I'm sitting here looking at one of the few perks of my job: a new style of rod handle ergonomically shaped to make fly-casting easier. It looks an excellent idea. The problem is, I now have to buy two graphite rod blanks, line guides, reel fittings, whipping cotton and varnish, then build the rod, to find out how effective it will be. So for a pounds 2 rod handle that I received for nothing, I would probably have to pay another pounds 60 for materials. Then there's the actual assembly, which because I'm left- handed will take me twice as long.

Free fishing? You've got to be kidding. For the past 25 years, I've written an angling column in the Reading Evening Post, a throwback to the days when I worked there as a lowly sub-editor. A couple of years ago, I suggested to the chairman of the area's main club that he might like to send me a complimentary permit for all the publicity I gave his association. It was a privilege I was unlikely to use more than six times a year, but it would be a nice gesture and I could see at first hand the improvements taking place on the waters, blah blah. He reacted as if I had accused him of sexually abusing hamsters.

His argument (though not quite in these words) was that I would have to write about them anyway as the main club, so why should they waste a free permit on the likes of me? So I continue to act as the club's publicity officer, though I'm not allowed to go on to their waters. However, because I'm petty and vindictive, I now take every opportunity to criticise them when they do something stupid (which is actually quite often). And I still haven't got a free permit.

This week, however, my faith in the milk of human kindness was repaid when I received a free permit from Wellingborough and District Nene Angling Club. Accompanying the club book was a delightful note from the secretary, Richard Blenkharn, saying: "Please come and enjoy our waters or come on a club match."

The club has stretches of the river Nene (locals pronounce it Nen), the Ouse and several lakes. Better still, Wellingborough is only 30 minutes' drive away. I haven't fished any of the waters but I am sure they are all excellent. There! Who said journalists were unbribable?

I have only one pootling worry. A story in this week's Angler's Mail reveals the activities of David Payne, a professional fruitcake. Almost every water has been frozen solid over the past couple of weeks but this has not deterred Payne.

The photographer donned a wetsuit and smashed more than six inches of ice so he could take pictures with an underwater camera. If it had been for a client, or to snap fishy behaviour in low temperatures, you could have understood. But he did it so he will know the best spots to fish.

Alas, his whacko scheme has so far been unsuccessful. Visibility was very low and he could see only for a few feet.

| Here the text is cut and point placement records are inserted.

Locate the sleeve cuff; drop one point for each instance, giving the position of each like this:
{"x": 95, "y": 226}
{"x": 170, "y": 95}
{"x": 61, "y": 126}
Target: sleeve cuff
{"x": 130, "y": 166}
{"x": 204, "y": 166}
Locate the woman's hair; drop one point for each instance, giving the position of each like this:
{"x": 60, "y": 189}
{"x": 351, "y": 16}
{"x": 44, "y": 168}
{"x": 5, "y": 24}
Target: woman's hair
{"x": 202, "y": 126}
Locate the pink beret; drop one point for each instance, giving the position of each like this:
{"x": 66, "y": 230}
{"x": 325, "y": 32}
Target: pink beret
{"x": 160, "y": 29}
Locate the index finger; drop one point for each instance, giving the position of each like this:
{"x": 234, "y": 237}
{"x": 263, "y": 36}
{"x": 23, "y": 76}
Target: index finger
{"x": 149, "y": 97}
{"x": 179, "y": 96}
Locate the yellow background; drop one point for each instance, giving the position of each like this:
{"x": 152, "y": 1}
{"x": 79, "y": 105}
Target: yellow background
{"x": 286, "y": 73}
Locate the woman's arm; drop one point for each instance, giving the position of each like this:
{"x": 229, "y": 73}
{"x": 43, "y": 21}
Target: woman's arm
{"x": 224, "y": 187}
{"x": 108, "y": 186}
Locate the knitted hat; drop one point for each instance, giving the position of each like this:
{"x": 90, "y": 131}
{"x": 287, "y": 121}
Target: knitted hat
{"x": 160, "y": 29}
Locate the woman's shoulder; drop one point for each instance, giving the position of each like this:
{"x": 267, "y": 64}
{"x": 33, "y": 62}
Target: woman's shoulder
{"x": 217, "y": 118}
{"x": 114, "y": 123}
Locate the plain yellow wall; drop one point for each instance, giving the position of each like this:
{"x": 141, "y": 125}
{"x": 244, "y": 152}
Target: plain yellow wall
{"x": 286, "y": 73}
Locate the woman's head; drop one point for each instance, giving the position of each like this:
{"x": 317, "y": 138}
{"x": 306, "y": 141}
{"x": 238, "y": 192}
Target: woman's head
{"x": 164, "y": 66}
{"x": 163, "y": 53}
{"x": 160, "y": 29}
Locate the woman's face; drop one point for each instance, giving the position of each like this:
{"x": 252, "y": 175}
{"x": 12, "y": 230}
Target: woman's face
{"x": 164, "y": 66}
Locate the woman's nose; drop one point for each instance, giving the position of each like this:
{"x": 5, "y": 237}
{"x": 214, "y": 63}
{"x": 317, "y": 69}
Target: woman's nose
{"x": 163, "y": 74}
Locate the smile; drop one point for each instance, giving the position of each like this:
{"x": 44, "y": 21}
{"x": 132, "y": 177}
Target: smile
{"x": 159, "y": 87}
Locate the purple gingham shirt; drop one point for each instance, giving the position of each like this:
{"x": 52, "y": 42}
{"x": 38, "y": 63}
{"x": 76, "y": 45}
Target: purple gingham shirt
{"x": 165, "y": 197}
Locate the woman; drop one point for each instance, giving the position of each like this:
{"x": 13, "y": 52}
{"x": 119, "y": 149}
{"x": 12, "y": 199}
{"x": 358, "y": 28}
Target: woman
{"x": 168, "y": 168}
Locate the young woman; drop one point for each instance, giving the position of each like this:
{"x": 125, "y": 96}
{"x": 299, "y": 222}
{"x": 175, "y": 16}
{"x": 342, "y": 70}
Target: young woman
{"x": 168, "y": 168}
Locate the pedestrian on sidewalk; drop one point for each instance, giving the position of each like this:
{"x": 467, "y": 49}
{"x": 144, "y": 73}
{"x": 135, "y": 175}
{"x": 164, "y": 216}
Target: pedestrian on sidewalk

He spotted just a couple of perch and a tench, which are probably still dining out on the story. Payne, however, hasn't finished. He has only covered about 25 per cent of the lake, so there's still three-quarters to go. It probably hasn't struck him that most fish, on seeing something black and six feet long, would probably swim as far away from that particular spot as possible.

You may wonder what possible relevance this has to my new permit. It's just that Payne comes from Kettering, a town within spitting distance of (you've guessed it) Wellingborough.

I'm not sure what I would say if a diver surfaced where I was fishing and said: "Sorry, but I was just looking for fish." Probably something like that Reading club chairman said to me.